Wen's threats are obviously not aimed at Taiwan alone, but at the US too. He wants the US to help China threaten Taiwan, and so achieve his goal of changing Taiwan's current status as a sovereign country.
Will the US fall for China's tricks?
Of course not. The George W. Bush administration keeps clarifying its stance. It is clear and consistent, not in the least fuzzy. In particular, the White House official who wanted to remain anonymous during an interview with Hong Kong's Phoenix TV on Nov. 26 gave a thorough explanation of US policies under a barrage of journalists' questions. The core concept is that the US opposes any attempt by China or Taiwan to unilaterally change the status quo.
When journalists asked questions that compared "supporting Taiwan's democratic development" with "maintaining the status quo," the official unambiguously said that Taiwan's democratic mechanisms will continue to develop rapidly, that holding referendums is a legitimate way for democratic entities to implement democracy, and that there is no reason for anyone to assert that Taiwan does not have the right to a good, useful and modern constitution.
At the same time, he also unequivocally pointed out that over 80 percent of the people of Taiwan have said that they want to maintain the status quo, and said that he did not believe that democracy somehow would force Taiwan to change the status quo.
I think this White House official understands Taiwanese politics better than all the gentlemen in the pan-green and pan-blue camps, from Lin to Lien.
Since democracy will not force Taiwan to change the status quo, what force could force such a change?

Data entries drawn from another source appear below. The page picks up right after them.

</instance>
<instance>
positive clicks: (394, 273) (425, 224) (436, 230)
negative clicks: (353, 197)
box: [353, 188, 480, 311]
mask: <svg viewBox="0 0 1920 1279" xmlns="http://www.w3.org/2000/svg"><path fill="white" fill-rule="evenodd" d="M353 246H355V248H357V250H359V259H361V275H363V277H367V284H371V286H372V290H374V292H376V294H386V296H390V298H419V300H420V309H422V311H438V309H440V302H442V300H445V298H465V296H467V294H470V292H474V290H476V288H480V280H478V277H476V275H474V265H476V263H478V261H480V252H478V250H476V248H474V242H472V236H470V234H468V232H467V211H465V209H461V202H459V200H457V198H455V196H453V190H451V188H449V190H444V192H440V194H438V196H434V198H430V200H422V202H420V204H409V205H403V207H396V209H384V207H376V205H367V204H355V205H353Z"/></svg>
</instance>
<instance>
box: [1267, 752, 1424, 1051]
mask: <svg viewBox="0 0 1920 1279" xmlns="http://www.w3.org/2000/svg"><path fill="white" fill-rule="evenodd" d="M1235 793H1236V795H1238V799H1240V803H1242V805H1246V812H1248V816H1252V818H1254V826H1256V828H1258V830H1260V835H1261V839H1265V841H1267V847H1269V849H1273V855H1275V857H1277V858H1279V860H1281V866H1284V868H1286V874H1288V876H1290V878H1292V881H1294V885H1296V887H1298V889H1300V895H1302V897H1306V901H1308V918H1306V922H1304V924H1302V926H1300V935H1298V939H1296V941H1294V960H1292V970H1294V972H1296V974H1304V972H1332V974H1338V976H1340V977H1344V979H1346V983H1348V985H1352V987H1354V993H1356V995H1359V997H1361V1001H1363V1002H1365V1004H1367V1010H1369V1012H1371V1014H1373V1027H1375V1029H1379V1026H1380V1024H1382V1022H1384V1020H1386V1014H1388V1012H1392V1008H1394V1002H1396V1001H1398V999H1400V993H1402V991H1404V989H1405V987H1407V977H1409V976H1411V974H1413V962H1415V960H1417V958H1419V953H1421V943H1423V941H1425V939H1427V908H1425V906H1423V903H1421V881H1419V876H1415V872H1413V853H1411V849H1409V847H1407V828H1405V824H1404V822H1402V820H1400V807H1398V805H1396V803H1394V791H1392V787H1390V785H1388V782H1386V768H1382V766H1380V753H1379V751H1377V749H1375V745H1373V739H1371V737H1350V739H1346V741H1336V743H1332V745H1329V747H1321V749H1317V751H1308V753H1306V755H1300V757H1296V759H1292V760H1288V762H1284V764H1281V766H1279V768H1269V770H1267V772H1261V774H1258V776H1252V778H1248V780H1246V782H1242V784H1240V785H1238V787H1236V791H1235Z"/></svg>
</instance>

One such force is threats from China, external to Taiwan. Another such force is people in Taiwan not recognizing their own country's sovereignty, but instead recognizing the sovereignty of China over Taiwan. Once these two forces are joined together, the crucial moment when Taiwan will be forced to change its sovereignty will have arrived.
March 20 next year may be that crucial moment.
The defensive referendum will require that the Taiwanese people make an evaluation at that historical moment.
Either they will choose to identify with Taiwan and maintain Taiwan's current status as a sovereign and independent country, or they will choose to identify with China, leave Taiwan's sovereignty by the wayside and sign a comprehensive agreement with China to change Taiwan's status as a sovereign and independent country.
On March 20 next year, voters will therefore not merely elect a president, but also decide the direction of their country, the fate of Taiwan.
Ruan Ming is a visiting professor at Tamkang University and was a special assistant to Chinese Communist Party secretary-general Hu Yaobang (胡耀邦).